14 de fevereiro de 2026
Polícia

Fuga em presídio de Mossoró colocou R7 Facilities na mira da Polícia Federal

As apurações indicam que a empresa R7 Facilities pode estar envolvida em um esquema de fraudes em licitações de terceirização de serviços, o que motivou a deflagração da Operação Dissimulo nesta terça-feira (11/2), cumprindo 26 mandados de busca e apreensão no Distrito Federal.

Tudo descoberto a partir da fuga inédita da Penitenciária Federal de Mossoró (RN) em fevereiro de 2024 lançou luz sobre possíveis irregularidades nos contratos de manutenção da unidade prisional.

As deficiências estruturais e operacionais expostas durante a fuga levaram a Controladoria-Geral da União (CGU) e a Polícia Federal (PF) a aprofundarem investigações sobre a R7 Facilities, empresa responsável pela manutenção do presídio.

As investigações tiveram início na CGU em 2024, após notícias apontarem falhas na gestão contratual da manutenção da Penitenciária de Mossoró.
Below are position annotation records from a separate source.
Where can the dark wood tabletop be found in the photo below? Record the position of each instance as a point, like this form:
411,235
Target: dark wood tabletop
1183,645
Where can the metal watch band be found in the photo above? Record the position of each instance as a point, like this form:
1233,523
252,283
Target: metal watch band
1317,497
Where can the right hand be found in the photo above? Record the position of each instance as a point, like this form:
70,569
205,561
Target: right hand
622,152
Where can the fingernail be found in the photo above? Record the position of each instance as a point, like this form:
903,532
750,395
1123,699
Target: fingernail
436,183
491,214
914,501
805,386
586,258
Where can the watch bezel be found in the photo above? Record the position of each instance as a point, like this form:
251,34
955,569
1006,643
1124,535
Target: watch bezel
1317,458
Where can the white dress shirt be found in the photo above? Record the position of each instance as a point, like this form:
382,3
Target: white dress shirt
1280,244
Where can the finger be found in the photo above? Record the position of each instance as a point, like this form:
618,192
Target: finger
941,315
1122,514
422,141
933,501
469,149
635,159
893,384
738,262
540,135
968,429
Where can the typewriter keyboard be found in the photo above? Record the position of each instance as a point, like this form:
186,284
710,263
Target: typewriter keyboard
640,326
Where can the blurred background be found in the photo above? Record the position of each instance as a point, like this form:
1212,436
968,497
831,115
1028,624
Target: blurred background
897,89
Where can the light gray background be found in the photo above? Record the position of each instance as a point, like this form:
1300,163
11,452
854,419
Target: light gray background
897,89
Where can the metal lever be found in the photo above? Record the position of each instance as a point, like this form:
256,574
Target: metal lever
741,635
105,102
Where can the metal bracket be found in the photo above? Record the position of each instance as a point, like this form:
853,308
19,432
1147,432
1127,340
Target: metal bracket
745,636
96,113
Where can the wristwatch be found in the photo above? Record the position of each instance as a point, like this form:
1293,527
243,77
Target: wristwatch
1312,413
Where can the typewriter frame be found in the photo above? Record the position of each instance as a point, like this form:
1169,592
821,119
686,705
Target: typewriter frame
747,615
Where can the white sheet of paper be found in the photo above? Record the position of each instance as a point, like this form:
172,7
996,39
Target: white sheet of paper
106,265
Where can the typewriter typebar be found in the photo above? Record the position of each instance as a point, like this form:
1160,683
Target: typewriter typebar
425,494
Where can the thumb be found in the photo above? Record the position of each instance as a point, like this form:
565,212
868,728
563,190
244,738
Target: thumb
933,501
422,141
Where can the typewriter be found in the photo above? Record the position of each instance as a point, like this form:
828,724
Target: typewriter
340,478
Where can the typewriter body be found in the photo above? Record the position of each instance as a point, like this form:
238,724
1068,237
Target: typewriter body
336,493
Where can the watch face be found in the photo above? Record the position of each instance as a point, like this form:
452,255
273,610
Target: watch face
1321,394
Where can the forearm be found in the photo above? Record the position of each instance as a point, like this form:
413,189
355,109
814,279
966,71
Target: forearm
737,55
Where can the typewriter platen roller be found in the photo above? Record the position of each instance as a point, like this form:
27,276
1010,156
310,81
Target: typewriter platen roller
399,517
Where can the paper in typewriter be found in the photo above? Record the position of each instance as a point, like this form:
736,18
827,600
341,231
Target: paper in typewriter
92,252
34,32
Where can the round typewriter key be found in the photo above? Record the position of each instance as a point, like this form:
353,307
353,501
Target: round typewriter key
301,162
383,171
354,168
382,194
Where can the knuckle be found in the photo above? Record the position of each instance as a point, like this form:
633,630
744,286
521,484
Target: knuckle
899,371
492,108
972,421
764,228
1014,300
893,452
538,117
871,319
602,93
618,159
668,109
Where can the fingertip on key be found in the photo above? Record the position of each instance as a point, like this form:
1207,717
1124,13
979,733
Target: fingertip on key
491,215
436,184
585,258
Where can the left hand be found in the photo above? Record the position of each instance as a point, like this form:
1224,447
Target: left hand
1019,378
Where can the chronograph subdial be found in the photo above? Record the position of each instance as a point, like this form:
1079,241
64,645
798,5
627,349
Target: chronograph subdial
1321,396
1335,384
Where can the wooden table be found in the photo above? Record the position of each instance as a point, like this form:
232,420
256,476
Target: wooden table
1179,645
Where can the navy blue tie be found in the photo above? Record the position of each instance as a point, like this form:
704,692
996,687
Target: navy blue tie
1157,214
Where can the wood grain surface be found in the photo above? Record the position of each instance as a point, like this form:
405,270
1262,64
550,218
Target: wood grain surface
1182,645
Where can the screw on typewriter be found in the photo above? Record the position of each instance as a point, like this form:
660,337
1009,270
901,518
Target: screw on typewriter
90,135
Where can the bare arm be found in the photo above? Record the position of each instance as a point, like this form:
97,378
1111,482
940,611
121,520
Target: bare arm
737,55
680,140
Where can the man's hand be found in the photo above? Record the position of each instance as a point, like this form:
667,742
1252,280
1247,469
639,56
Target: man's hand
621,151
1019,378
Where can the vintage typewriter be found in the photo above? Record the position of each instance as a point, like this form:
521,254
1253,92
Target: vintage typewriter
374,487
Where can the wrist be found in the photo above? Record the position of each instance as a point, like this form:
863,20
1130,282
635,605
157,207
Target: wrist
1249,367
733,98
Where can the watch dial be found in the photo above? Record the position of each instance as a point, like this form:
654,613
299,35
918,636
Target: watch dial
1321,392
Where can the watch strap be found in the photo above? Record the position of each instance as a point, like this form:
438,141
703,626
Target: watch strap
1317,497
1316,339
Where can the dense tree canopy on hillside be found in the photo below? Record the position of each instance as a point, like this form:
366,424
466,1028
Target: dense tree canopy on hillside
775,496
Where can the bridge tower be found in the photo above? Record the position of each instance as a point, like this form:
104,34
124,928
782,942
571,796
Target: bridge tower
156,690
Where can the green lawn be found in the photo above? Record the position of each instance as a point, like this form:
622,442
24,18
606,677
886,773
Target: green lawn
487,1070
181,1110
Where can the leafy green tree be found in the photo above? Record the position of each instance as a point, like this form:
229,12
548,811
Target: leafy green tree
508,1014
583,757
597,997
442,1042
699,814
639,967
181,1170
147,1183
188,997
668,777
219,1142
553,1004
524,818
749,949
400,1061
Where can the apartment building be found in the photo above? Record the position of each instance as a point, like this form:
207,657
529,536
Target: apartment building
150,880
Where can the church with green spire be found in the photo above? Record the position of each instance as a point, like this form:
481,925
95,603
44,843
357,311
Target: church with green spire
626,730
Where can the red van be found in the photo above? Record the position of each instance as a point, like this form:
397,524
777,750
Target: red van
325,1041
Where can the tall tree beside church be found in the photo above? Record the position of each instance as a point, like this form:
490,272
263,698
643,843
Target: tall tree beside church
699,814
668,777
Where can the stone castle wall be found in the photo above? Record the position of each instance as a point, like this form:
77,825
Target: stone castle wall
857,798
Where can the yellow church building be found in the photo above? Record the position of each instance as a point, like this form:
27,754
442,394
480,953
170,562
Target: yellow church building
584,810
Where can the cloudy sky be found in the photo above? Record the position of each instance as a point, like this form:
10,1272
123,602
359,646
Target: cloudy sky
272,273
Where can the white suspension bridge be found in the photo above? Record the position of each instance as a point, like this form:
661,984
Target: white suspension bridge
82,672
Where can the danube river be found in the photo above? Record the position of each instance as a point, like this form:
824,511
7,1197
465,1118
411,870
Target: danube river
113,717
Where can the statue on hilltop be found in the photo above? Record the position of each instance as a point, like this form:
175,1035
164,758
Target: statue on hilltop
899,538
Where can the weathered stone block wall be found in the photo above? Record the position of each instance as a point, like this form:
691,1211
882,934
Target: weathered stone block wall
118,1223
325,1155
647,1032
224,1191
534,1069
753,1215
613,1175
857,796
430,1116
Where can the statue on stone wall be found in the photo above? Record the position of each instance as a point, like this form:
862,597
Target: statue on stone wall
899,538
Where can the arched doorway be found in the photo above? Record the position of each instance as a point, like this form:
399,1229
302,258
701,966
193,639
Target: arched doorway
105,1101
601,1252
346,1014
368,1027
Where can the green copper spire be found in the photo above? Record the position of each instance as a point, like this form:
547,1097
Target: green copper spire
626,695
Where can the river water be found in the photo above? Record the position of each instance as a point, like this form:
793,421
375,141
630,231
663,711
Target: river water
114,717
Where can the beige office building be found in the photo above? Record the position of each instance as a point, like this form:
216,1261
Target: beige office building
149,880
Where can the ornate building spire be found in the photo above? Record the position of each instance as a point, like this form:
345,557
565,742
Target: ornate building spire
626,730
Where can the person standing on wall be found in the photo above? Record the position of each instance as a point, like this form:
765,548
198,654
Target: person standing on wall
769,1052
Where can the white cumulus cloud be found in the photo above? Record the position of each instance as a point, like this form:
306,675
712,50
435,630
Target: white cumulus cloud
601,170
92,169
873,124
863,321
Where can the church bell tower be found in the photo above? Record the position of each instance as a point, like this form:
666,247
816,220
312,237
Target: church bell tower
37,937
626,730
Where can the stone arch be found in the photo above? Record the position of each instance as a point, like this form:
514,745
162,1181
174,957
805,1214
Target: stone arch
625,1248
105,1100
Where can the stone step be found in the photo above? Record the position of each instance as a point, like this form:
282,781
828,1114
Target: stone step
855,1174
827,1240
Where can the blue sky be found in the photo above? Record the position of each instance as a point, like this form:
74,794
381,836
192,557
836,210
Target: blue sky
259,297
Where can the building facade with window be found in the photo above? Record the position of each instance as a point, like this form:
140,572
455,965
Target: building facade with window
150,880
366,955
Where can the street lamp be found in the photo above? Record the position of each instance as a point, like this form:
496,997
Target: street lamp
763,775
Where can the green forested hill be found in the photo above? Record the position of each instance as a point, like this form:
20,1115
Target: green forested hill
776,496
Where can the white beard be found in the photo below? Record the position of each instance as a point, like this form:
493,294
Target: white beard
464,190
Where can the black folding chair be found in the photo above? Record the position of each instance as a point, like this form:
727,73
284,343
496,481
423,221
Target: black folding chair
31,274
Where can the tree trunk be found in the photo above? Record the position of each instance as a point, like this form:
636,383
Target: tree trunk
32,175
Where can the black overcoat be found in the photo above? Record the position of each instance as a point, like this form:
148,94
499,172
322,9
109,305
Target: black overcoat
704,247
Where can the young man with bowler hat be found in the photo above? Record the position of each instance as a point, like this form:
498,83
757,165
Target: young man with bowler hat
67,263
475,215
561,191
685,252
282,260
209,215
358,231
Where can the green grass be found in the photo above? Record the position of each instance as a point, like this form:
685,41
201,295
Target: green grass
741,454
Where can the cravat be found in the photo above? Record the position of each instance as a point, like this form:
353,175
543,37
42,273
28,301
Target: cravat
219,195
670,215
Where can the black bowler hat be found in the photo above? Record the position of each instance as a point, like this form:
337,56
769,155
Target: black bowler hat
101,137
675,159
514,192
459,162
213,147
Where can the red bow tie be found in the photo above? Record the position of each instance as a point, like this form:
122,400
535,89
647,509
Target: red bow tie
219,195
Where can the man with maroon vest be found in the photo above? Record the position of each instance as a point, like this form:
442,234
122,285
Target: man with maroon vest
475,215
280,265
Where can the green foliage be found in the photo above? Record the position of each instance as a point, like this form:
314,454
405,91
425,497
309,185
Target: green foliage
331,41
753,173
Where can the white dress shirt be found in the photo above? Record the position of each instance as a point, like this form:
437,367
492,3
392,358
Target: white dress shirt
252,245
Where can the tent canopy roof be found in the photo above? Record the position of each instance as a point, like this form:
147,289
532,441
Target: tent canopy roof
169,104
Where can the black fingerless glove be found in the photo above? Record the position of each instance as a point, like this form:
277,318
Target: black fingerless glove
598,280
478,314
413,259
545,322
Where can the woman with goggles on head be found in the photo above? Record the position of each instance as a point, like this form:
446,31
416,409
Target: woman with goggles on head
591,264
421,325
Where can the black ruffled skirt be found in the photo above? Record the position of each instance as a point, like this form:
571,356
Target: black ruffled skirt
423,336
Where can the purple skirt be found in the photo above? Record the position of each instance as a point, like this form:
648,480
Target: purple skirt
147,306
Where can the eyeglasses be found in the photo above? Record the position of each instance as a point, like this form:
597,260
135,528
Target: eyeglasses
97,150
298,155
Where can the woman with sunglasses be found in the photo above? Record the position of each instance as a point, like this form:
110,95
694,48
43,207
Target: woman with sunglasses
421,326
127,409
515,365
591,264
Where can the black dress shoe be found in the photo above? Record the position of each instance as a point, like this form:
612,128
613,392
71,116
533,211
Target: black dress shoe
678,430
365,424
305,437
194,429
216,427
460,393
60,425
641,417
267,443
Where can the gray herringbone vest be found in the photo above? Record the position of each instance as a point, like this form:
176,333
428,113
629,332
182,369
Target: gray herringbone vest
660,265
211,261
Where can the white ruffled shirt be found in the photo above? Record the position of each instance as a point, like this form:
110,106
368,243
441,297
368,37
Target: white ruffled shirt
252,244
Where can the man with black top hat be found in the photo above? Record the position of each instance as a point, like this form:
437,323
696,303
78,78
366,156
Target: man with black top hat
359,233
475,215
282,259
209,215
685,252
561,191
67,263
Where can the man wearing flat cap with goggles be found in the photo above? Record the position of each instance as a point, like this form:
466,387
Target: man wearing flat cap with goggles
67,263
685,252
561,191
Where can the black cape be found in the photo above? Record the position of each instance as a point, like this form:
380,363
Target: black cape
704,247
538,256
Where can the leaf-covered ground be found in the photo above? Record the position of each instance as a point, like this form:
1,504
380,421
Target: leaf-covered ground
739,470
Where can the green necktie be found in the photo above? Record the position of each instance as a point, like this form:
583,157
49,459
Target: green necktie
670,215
Entre as suspeitas levantadas, estão:

• Manipulação de concorrências públicas: empresas com vínculos societários, familiares e trabalhistas teriam se associado para fraudar licitações e garantir vantagem indevida sobre concorrentes.
• Uso de “laranjas” em contratos: os verdadeiros proprietários das empresas investigadas teriam ocultado suas identidades por meio de sócios fictícios, dificultando a fiscalização.
• Declarações falsas e benefícios fiscais indevidos: o grupo investigado teria utilizado documentos falsos para garantir condições privilegiadas nos contratos públicos.
• Contratos de grande porte com o governo: a empresa mantém dezenas de contratos vigentes com a administração pública.